A 96-hour operational pause for all Okinawa-based Super Stallions was declared on Thursday.

Okinawa-based Super Stallions were deemed safe to fly this week by U.S. aviation experts after a thorough review of maintenance records, including maintenance practices, actions, technical directives and periodic inspections, Marine officials said in statement. Experts from the 1st Marine Aircraft Wing and Naval Safety Center contributed to the decision.

“We are committed to the safety of flight for all USMC aviation assets in Japan. We take the safety of our aircrews and the citizens of Okinawa seriously,” Lt. Gen.
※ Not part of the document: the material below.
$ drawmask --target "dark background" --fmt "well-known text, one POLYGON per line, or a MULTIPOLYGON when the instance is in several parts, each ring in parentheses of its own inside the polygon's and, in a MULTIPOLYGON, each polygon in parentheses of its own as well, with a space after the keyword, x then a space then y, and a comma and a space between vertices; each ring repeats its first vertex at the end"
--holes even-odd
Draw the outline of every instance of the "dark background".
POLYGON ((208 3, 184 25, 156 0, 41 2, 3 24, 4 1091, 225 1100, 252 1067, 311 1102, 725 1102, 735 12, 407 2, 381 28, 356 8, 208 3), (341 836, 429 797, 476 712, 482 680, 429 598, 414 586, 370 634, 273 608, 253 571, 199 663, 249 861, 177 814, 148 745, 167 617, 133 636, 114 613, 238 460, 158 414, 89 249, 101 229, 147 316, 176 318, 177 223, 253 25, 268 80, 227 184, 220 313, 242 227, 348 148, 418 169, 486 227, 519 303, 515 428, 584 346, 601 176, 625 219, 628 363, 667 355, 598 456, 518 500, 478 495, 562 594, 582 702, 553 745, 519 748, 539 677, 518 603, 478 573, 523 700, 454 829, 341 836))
Lawrence Nicholson, commander of Marine Corps Forces Japan and III Marine Expeditionary Force, said in the statement.

“I would never allow an aircrew to operate an aircraft that I thought was unsafe,” he added. “The CH-53E is a reliable aircraft that has served this Alliance successfully for many decades here on Okinawa and in mainland Japan.”
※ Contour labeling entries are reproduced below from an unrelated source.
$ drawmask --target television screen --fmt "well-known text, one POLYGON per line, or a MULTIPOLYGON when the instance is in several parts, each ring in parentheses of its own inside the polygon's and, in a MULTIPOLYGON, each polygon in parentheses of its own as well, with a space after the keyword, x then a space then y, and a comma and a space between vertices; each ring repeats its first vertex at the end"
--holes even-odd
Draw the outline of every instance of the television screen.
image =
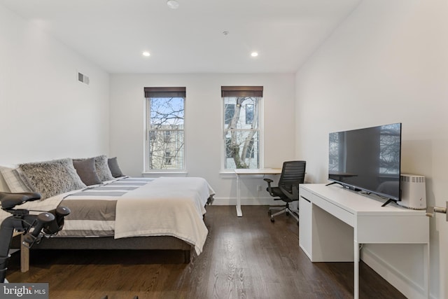
POLYGON ((401 123, 330 133, 328 179, 400 200, 401 123))

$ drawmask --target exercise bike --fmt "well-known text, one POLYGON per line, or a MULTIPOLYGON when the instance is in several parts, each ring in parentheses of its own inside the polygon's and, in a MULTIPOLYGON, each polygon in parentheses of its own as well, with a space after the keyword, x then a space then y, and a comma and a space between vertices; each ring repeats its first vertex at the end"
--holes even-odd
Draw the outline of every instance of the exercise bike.
MULTIPOLYGON (((64 218, 70 214, 70 209, 62 206, 50 211, 16 208, 24 202, 40 199, 41 195, 37 193, 0 192, 1 209, 12 214, 0 225, 0 283, 8 282, 6 270, 14 230, 23 232, 23 245, 31 248, 35 243, 40 242, 43 237, 50 237, 61 230, 64 226, 64 218), (30 214, 30 211, 41 213, 30 214)), ((102 299, 108 299, 108 295, 102 299)), ((136 295, 133 299, 139 299, 139 297, 136 295)))
POLYGON ((12 214, 0 225, 0 283, 8 282, 6 270, 14 230, 23 232, 23 245, 30 248, 34 244, 40 242, 43 237, 50 237, 61 230, 64 226, 64 217, 70 214, 69 208, 62 206, 50 211, 16 209, 16 206, 24 202, 40 199, 41 195, 37 193, 0 192, 1 209, 12 214), (30 214, 30 211, 41 213, 30 214))

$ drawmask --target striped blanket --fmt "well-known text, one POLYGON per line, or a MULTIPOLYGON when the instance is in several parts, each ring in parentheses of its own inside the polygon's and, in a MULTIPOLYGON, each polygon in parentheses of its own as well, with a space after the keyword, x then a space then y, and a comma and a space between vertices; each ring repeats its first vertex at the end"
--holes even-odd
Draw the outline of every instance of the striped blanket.
POLYGON ((202 178, 125 177, 27 202, 21 208, 69 208, 56 237, 169 235, 191 244, 199 254, 208 233, 202 219, 204 206, 213 195, 202 178))

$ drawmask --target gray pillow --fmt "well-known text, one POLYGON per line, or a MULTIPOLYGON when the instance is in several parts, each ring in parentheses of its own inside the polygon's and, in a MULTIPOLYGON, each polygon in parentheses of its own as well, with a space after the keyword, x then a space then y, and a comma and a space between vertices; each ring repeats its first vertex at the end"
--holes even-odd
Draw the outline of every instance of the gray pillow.
MULTIPOLYGON (((74 159, 74 161, 83 161, 90 158, 74 159)), ((111 173, 109 166, 107 164, 107 156, 106 155, 99 155, 93 158, 95 160, 95 170, 97 175, 102 181, 111 181, 115 178, 111 173)))
POLYGON ((76 172, 83 183, 87 186, 102 183, 97 174, 95 160, 93 158, 83 160, 74 160, 73 166, 75 167, 75 169, 76 169, 76 172))
POLYGON ((86 187, 69 158, 20 164, 19 167, 42 200, 86 187))
POLYGON ((120 169, 120 167, 118 166, 117 157, 113 157, 113 158, 107 159, 107 164, 108 164, 109 169, 111 169, 111 173, 112 174, 112 176, 114 178, 125 176, 121 169, 120 169))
Japanese Defense Minister Itsunori Onodera said Wednesday morning that a briefing given to Self-Defense Force representatives the previous evening was not enough to dispel fears over the aircraft’s safety.

“I was notified that CH-53Es, which are the same type of helicopter that caused an accident in Okinawa, resumed flights [Wednesday] at around 10:40 a.m. even though there has not been sufficient explanation on the reasoning of safety by the U.S. forces,” Onodera told reporters. “In any case, the Ministry of Defense and Self-Defense Force's stance that CH-53Es should be grounded will not change until we can confirm safety.”

Onodera said he would continue to seek an explanation from the U.S. military.

U.S. military officials said they were working closely with the Japanese government and would share details of the incident as they became available.

“We are conducting salvage and recovery operations of the aircraft quickly and safely to return the land as soon as possible,” the Marine Corps statement said. “We will continue to share information with the government of Japan as details become available and in accordance with the Status of Forces Agreement.”

Last week’s incident caused anxiety among residents of the tiny island prefecture who often recall deadly crashes of U.S. military aircraft in the decades following World War II and near misses like the CH-53D Sea Stallion that crashed on the campus of Okinawa International University in 2004. Residents were already upset over an MV-22 Osprey crash last December in shallow water just off Camp Schwab and a deadly Osprey crash off the Australian coast in August when the latest mishap occurred.

The incident led to small-scale protests last week and calls for U.S. military helipads to be shuttered in the Northern Training Area. The Okinawa prefectural assembly unanimously passed a protest resolution on Monday.

“It is abominable and cannot be accepted that the U.S. Forces have forcibly resumed flight operations by unilaterally notifying that the flight operations will be resumed without explaining the investigation of the cause and preventative measures,” Okinawa’s anti-base Gov. Takeshi Onaga said in a Wednesday statement.

Onaga said Okinawa prefecture has asked the U.S. military to cease all CH-53E operations until a thorough investigation into the mishap is conducted and those results are released to the public, along with any preventative measures being taken. He also criticized the Japanese government for ultimately allowing the flights.

Japan isn’t immune to its own aviation mishaps. On Tuesday evening, a Japan Air Self-Defense Force UH-60J helicopter went missing while training at sea about 20 miles south of Hamamatsu Air Base in Shizuoka Prefecture, a JASDF statement said. Its crew had not been located as of Tuesday night; however, a debris field was found.

In August, a JASDF SH-60J Seahawk helicopter crashed off the coast of Aomori Prefecture during nighttime take-off and landing drills, killing three crew members.